一般の相場費用は約60万円(税込)が目安になり、レーシックに比べて高額な手術です。ただし比較対象をコンタクトレンズにするとICLの方が割安になります。
例えば使い捨てワンデータイプのコンタクトレンズは、約10年分のランニングコストがICL手術とほぼ同額になります。
2ウィークタイプの使い捨てコンタクトレンズの場合、洗浄などのケア用品も含めて約20年分のコストでICLとほぼ同額になりますので、その期間以上使用する場合はコンタクトレンズの方が割高という計算です。
ICLは自費診療になりますので、クリニックによって値段の差があることも事実です。安価なところで30万円(税込)から高額で80万円(税込)台と、値段の差が大きいためクリニック選びは事前によく調べて、慎重に行う必要があります。

手術までに時間がかかることがある

初めに適応検査を行い、ICL手術が可能かどうかの判断をします。この適応検査は予約が必要で、手術の精度・満足度を高め、一人ひとりに合わせた手術プランを決めるためにも大切な検査です。
検査で異常がなければ、次にICLの度数・大きさを決めるための術前検査を複数回行います。眼科専門医が条件に合った最適なICLをメーカーに発注しそのレンズが届くまでに、在庫状況により約1~3ヵ月時間を要しレンズが用意でき次第、手術日をすり合わせて予約を取ります。
このように手術を受けるまでの期間は大切なICLの準備期間です。また、手術当日も目に異常がないか検査を行い、手術開始の30分前から点眼麻酔を行い、しっかりと麻酔を効かせた状態で手術に移ります。
手術までの期間はコンタクトレンズの装用を中止する必要があり、特にハードレンズを使用中の方は、手術の2週間前から使用をストップするなど目に負担をかけないよう準備も必要です。

編集部まとめ

眼鏡
レーシックICLの違いについてご理解いただけましたでしょうか。それぞれデメリットよりもメリットの方が大きく、スポーツ・趣味・温泉などレジャーを楽しむとき・災害時も眼鏡・コンタクトレンズのお手入れが不要で、ストレスフリーになることは明らかです。

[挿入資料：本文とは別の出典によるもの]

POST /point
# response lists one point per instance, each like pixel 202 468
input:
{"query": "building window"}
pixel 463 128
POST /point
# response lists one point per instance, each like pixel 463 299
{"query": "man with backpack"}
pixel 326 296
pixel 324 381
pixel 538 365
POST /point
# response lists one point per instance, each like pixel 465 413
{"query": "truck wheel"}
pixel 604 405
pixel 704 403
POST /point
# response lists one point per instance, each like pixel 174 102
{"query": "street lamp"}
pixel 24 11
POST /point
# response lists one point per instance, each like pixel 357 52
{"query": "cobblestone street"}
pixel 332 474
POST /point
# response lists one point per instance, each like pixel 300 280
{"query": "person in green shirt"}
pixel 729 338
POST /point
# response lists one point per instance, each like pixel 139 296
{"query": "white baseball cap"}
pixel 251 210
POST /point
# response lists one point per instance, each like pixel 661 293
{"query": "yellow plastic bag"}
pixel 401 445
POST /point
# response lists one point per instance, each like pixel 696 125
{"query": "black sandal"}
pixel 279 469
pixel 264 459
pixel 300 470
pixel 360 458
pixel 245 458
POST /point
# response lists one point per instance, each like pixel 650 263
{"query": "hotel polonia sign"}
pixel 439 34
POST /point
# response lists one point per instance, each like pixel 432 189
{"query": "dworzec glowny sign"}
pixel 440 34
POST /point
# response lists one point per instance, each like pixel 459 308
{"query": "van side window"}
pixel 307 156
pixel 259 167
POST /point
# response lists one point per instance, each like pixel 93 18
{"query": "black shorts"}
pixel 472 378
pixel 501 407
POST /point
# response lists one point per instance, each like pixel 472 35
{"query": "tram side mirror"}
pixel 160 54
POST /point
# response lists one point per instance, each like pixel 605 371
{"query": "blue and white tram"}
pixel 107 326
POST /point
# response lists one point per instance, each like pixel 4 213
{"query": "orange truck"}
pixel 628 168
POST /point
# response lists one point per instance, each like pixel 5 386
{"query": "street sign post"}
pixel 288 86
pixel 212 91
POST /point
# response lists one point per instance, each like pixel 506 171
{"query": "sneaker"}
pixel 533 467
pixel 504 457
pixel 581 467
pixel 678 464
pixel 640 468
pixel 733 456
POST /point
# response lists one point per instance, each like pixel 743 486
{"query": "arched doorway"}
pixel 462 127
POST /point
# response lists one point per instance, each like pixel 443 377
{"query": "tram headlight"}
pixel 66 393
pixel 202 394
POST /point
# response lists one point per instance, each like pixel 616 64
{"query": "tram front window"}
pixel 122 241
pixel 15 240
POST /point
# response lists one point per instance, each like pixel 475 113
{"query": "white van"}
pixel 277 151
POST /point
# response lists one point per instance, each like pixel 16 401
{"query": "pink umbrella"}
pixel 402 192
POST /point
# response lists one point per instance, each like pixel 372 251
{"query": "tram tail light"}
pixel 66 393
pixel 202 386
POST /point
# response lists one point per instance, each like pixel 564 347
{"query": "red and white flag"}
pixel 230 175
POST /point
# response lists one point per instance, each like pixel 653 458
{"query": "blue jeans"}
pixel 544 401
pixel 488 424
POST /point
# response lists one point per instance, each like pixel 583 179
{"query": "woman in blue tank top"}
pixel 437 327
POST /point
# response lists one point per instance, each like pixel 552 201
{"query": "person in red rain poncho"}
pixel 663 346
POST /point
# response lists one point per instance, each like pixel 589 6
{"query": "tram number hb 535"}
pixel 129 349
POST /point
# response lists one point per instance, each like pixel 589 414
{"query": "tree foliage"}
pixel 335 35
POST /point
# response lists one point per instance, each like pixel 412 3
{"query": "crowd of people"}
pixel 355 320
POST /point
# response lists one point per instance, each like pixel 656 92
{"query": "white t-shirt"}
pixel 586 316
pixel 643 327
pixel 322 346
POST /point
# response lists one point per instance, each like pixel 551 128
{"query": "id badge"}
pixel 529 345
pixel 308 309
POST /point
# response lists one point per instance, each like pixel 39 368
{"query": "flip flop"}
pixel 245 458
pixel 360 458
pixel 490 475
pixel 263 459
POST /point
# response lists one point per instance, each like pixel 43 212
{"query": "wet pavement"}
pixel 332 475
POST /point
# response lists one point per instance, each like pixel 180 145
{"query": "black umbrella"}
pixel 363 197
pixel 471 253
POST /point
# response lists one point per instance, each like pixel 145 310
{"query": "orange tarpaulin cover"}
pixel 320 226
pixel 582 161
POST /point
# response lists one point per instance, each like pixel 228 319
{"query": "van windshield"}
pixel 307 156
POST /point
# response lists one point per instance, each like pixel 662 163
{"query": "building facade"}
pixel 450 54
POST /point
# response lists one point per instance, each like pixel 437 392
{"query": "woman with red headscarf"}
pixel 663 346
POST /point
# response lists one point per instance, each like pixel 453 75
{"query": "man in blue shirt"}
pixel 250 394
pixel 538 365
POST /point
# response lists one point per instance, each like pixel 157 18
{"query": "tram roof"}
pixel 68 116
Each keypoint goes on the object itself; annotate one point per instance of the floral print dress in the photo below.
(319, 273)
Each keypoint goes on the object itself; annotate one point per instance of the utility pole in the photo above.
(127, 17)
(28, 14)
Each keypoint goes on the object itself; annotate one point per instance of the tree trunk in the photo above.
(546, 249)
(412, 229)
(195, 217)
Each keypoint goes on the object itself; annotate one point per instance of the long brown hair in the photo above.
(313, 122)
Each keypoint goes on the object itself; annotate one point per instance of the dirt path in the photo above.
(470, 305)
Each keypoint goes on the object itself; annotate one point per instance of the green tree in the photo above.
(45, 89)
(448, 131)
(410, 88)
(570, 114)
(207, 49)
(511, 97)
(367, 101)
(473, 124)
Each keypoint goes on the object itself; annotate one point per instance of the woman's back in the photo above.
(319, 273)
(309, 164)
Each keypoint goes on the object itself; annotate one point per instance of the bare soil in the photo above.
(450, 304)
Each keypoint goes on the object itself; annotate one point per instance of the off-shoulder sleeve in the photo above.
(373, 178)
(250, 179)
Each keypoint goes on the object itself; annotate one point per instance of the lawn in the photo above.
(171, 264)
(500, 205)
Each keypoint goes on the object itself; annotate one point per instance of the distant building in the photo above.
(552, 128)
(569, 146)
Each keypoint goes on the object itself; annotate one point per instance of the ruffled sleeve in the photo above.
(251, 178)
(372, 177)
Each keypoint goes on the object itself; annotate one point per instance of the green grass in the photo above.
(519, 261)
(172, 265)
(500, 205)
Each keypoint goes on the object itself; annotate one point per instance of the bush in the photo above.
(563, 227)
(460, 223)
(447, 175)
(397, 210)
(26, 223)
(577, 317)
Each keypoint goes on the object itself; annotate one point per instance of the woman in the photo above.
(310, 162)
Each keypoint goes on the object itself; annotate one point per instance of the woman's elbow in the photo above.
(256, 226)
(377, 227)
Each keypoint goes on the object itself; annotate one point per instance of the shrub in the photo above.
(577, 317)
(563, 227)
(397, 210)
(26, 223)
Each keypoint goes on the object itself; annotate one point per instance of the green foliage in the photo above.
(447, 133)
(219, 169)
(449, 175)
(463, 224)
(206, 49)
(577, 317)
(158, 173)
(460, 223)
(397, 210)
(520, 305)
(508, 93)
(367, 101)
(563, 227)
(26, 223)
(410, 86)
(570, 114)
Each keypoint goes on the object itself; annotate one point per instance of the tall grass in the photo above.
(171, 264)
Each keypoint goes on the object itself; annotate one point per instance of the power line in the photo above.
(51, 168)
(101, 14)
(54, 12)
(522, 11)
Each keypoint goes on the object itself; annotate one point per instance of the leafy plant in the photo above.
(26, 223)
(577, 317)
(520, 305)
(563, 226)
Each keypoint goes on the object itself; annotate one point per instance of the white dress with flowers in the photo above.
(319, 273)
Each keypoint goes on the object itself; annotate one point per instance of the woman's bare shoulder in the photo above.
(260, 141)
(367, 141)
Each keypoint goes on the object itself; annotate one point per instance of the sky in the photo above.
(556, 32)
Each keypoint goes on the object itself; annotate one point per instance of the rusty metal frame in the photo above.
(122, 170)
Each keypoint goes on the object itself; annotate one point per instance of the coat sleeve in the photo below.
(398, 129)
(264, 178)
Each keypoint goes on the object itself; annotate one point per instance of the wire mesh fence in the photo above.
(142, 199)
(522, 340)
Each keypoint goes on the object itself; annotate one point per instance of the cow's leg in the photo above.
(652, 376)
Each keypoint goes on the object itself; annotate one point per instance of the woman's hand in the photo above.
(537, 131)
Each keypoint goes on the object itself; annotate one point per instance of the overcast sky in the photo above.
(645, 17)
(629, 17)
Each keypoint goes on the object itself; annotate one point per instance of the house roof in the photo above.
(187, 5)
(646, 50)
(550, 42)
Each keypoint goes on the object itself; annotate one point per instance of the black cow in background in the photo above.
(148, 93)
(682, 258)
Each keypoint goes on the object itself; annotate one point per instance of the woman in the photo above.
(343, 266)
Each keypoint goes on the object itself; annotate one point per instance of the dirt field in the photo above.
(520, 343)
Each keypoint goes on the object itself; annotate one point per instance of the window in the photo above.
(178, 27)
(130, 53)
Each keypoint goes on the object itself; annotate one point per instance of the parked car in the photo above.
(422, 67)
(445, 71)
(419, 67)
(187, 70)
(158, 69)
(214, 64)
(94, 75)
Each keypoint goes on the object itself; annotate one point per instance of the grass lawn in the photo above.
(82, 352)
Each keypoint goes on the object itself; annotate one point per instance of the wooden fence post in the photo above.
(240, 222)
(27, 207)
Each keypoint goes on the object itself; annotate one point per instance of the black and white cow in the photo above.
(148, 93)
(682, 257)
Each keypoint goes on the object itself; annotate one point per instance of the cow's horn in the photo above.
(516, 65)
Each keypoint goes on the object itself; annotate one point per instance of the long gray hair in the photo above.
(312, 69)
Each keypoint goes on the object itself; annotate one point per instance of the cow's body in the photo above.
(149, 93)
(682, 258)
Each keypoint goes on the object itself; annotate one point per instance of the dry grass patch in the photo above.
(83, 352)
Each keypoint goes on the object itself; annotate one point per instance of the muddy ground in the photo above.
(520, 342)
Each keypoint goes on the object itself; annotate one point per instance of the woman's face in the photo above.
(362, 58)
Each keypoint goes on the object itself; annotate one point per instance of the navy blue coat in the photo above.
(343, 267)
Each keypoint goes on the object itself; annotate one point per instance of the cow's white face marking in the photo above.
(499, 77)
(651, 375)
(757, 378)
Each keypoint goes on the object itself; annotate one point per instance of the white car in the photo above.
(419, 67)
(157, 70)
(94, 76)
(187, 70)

眼鏡が煩わしく感じるときや、コンタクトレンズのトータルコストを考えてもこれらの手術は非常に魅力的です。

快適な生活に憧れてメリットに惹かれがちですが、ご自身に必要かどうかを一度よく考えてみる必要があります。なぜならどのような手術にも善し悪しがあるからです。

ただし、合併症に関しても発生しない確率の方が高いので過度な心配は必要ありませんが、デメリットの説明があまりない広告・クリニックは注意が必要になります。

ご自身に合った手術法・クリニックを選んでいただけましたら幸いです。